Overview

In part one of a four-part series, we are going to set up and walkthrough the Kedro framework. Kedro is an open-source Python framework that provides you with scaffolding to ensure your data projects adhere to software-engineering best practices. In turn, this makes your project reproducible and robust to requirement changes.

Introduction

In this post we are going to talk about and walkthrough using the Kedro framework. To keep things simple, we are going to use a clean dataset provided by the National Oceanic and Atmospheric Association (NOAA) that measures the monthly temperature changes across twelve Brazilian cities. You can download the dataset off of Kaggle. We are going to keep things as simple as possible and only go over the key components of a Kedro project which include:

Creating a Kedro project
Defining a data catalog
Creating a Kedro pipeline
Integrating Kedro plugins

If you want to learn how to use Kedro’s more advanced features check out the official documention.

Getting Started

Let’s start off by creating a clean environment. We are going to use Conda in this example but you can you whatever virtual environment you prefer. After installing Anaconda or Miniconda, you can create a new environment by executing the following command in your terminal:

# Creates a new virtual environment
conda create -c conda-forge -n my_new_environment python=3.12 -y

The argument -c conda-forge tells conda to put the conda-forge repository at a higher priority over the default repository. We also installed python version 3.12 in this new environment. Now that we have a clean environment we need to install Kedro into that environment. Activate your new environment and install Kedro with:

# Installs kedro
pip install -U kedro==0.19.11

You can verify your installation by executing:

# Displays installed kedro version and extensions
kedro info

Creating a New Kedro Project

Now that we have Kedro installed, we need to create a new Kedro project. You can use the Kedro command-line interface (CLI):

# Creates a new Kedro project
kedro new

You will be prompted to pick a name for your project. Let’s call our project Climate-Brazil. Next, you will be prompted to select the Kedro tools you want to utilize. For this project, let’s go with 1, 3, 5, 7 which corresponds to Linting, Logging, Data Folder, and Kedro-Viz. Once you have created your project, you’ll notice that Kedro created a project directory, using the project name we selected, with subdirectories and files that serve as the scaffolding of your project.

Note

Note that there are some files in the image below that you won’t have at this moment. These will be added/generated as you continue through this walkthrough.

Kedro Project Structure

Let’s briefly walkthrough the 5 subdirectories that Kedro created for us.
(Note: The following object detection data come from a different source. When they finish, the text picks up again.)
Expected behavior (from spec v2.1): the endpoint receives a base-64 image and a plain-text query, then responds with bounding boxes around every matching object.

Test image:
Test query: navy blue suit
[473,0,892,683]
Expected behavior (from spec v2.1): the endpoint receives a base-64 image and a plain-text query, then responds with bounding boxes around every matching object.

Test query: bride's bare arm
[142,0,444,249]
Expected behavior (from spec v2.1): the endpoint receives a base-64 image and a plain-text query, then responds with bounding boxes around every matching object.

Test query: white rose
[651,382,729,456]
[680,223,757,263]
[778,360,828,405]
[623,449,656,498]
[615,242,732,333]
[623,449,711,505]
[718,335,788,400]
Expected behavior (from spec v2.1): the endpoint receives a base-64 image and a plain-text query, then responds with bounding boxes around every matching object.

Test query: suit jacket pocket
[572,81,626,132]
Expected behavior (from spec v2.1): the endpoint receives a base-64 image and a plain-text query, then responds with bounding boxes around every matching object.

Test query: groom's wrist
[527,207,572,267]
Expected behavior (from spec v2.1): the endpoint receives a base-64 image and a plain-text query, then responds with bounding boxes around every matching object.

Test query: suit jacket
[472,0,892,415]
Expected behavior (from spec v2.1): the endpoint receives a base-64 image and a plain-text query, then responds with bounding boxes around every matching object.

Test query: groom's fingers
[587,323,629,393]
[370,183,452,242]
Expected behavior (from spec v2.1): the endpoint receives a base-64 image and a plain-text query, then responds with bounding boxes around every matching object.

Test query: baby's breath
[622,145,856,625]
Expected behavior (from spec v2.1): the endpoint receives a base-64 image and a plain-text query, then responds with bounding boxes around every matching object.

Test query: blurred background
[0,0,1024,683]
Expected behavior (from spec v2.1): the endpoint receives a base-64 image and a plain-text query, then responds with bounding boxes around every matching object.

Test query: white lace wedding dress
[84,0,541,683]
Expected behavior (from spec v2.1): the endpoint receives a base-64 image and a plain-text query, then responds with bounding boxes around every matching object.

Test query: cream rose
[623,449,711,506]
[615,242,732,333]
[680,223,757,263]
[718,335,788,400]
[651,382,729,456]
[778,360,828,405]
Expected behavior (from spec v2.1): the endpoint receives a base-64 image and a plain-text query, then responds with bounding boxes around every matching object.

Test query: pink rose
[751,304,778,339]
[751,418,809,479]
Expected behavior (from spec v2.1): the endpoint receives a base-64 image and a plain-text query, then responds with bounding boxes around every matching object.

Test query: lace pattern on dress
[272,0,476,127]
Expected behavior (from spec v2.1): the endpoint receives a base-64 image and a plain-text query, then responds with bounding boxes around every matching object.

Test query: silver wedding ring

conf: This directory contains your project configurations. These can be things from API/Database credentials to Model parameters. This is also where you can create multiple project environments like Dev and Prod.
data: This directory is where you will store your data and your project artifacts.
notebooks: This directory is where you can interactively develop your project before creating modular nodes and pipelines
src: This directory is where you will put your source code defined as nodes and chained together into pipelines
tests: This directory is where you will write your unit tests

I know that was really brief but don’t worry we will learn more specifics as we develop the project.

Declare Project Dependencies

Now that we have a project created, let’s add any packages that our project will depend on. In the root of our project directory Kedro created a requirements.txt file for us. Kedro will add some dependencies into the file by default but we will need some additional packages for our project. We are going to need polars, plotly, and pre-commit so let’s modify requirements.txt to contain the following:

# ./requirements.txt
ipython>=8.10
jupyterlab>=3.0
kedro-datasets>=3.0
kedro-viz>=6.7.0
kedro[jupyter]~=0.19.11
notebook
pre-commit~=3.8.0
polars~=1.22.0
pyarrow~=19.0.1
plotly~=5.24.1
openpyxl~=3.1.5

Now that we have declared our dependencies, let’s go ahead and install them into our environment.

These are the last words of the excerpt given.